I’ve posted both versions for you to compare, Nature’s versions first followed by its Virtual Petroglyph.
In this first example, the Lady Slipper is subsumed into the rock so seamlessly that flower and rock appear to be as one.
In this next example, the African Violet is rendered into several pieces. Flower and rock did not blend together without a struggle. It’s not clear whether the flower weathered the rock or vice versa. It appears that the struggle is ongoing.
An Air Plantis mainly that, air. It appears to float on whatever surface it is placed. But this air plant has been captured for all eternity. It will float no more.
These Phalaenopsis flowers appear as dangling sheets of paper, which have been petrified and coated in lichen.

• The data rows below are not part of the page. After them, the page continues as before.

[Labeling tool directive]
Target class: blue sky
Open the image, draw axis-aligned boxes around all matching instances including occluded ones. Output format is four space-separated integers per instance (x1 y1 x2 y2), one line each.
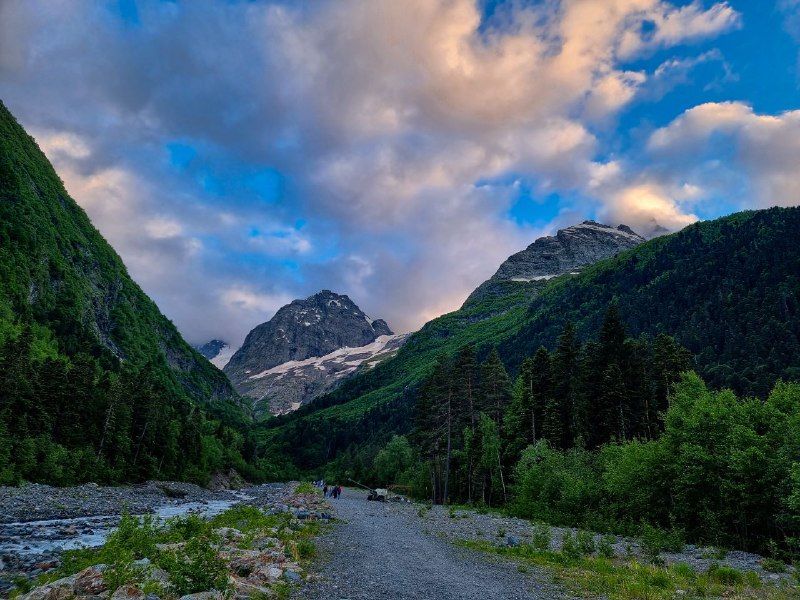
0 0 800 344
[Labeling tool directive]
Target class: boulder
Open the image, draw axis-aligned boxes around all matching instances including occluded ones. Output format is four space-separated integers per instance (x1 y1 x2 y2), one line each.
73 565 106 596
179 590 225 600
111 585 145 600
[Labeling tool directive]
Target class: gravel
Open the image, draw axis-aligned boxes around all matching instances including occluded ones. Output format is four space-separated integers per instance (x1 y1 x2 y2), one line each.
400 505 794 582
297 490 565 600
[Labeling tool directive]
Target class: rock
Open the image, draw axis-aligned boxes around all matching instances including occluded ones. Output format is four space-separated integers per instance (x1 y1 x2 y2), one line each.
214 527 244 541
73 565 106 596
20 575 77 600
283 571 302 583
259 565 283 579
228 575 272 598
464 221 645 306
224 290 406 414
111 585 145 600
147 567 169 586
253 537 280 550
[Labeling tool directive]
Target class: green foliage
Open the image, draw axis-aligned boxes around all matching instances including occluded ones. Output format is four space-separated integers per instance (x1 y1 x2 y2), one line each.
597 534 616 558
575 530 597 555
295 481 319 495
761 558 786 573
160 536 228 596
372 435 414 484
561 531 583 559
639 523 684 562
531 523 553 550
0 103 267 485
106 514 159 560
459 541 796 600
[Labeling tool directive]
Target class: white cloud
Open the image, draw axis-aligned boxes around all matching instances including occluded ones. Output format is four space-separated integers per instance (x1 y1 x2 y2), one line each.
0 0 739 341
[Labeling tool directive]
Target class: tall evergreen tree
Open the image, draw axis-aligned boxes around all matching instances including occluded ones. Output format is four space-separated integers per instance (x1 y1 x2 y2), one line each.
545 322 580 448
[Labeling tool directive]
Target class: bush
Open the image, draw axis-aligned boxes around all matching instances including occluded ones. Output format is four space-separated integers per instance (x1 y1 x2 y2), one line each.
561 531 583 558
159 536 228 596
297 540 317 559
639 523 684 562
708 563 745 585
575 531 595 554
105 513 160 560
761 558 786 573
531 523 553 550
294 481 319 494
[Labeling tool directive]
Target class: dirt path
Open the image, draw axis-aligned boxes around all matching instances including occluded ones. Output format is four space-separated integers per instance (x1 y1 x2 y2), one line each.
297 490 563 600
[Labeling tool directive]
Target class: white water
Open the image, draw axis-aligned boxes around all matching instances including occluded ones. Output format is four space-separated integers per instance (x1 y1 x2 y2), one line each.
0 493 251 556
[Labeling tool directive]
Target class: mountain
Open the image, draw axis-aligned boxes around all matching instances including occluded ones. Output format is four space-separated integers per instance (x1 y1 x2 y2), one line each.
195 340 236 369
464 221 645 306
225 290 405 414
256 221 644 467
0 103 255 483
260 208 800 476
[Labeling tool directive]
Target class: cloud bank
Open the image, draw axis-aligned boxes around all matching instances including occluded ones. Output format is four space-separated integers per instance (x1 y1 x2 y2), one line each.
0 0 784 343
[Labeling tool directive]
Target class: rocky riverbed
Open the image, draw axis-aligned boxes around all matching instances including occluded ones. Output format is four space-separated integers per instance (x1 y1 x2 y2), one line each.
0 481 327 597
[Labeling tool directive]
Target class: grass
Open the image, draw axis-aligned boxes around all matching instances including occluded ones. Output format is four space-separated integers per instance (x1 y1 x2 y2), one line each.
456 540 798 600
12 505 324 598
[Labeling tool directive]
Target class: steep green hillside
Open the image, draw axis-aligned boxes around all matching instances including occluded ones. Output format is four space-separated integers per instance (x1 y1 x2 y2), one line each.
0 103 256 482
261 208 800 476
500 208 800 398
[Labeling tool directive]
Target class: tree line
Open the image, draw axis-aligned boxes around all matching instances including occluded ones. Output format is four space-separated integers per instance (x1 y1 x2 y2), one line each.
0 326 263 485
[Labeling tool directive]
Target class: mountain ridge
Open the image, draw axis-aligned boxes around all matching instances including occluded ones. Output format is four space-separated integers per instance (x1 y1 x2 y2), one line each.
224 289 404 414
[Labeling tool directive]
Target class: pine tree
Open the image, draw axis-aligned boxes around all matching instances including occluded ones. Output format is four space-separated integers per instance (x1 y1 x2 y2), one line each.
545 322 580 448
480 348 511 425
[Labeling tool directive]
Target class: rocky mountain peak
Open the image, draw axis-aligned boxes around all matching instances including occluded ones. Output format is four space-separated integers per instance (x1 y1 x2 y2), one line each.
225 290 392 393
465 220 645 305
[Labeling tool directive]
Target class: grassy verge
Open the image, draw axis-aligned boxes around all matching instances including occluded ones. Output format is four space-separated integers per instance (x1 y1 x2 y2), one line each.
456 540 800 600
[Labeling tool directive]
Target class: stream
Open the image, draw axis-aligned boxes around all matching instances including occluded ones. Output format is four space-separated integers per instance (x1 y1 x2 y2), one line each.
0 492 253 570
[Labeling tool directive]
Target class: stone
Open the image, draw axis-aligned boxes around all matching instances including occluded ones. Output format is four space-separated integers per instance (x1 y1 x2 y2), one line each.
73 565 106 596
215 527 244 541
253 537 280 550
19 575 76 600
111 585 145 600
283 571 302 583
224 290 407 415
179 590 225 600
464 221 645 306
228 575 271 598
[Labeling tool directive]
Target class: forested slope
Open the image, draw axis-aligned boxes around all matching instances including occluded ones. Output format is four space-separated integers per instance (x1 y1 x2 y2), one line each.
261 208 800 470
0 103 258 483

The imprint of this Clivia appears to have been painted onto the surface of the rock. The three-dimensionality of the rock has come to dominate the design of this flower, and its colors have faded over time.
This Phalaenopsis has been petrified through the years and covered with lichen, appearing like a paper cutting.
This Cattleya, which is beginning to lose its character, has been shattered by the lichen that is overtaking its essence.
This Safflower, in its stateliness, has been nicely enhanced in its petrified state.
One of my favorite flowers, the Daisy, is simple and elegant. This one has been transformed into solid stone. It may last forever.
This is one of Ana’s spectacular Dendrobiums. It is almost completely camouflaged by its stony jail, the color patterns of flower and jail so evenly intertwined.
These potted Cattleya have been transformed into a Medieval painting.
Another Lady Slipper that has taken on surrealistic colors as its price for immortality.
Cala Lilies grow throughout our property. This one is gradually fading into its rocky prison.
These Cala Lilies were captured a few days ago. This “petroglyph” has only enhanced their beauty.
I only hope we all age so gracefully.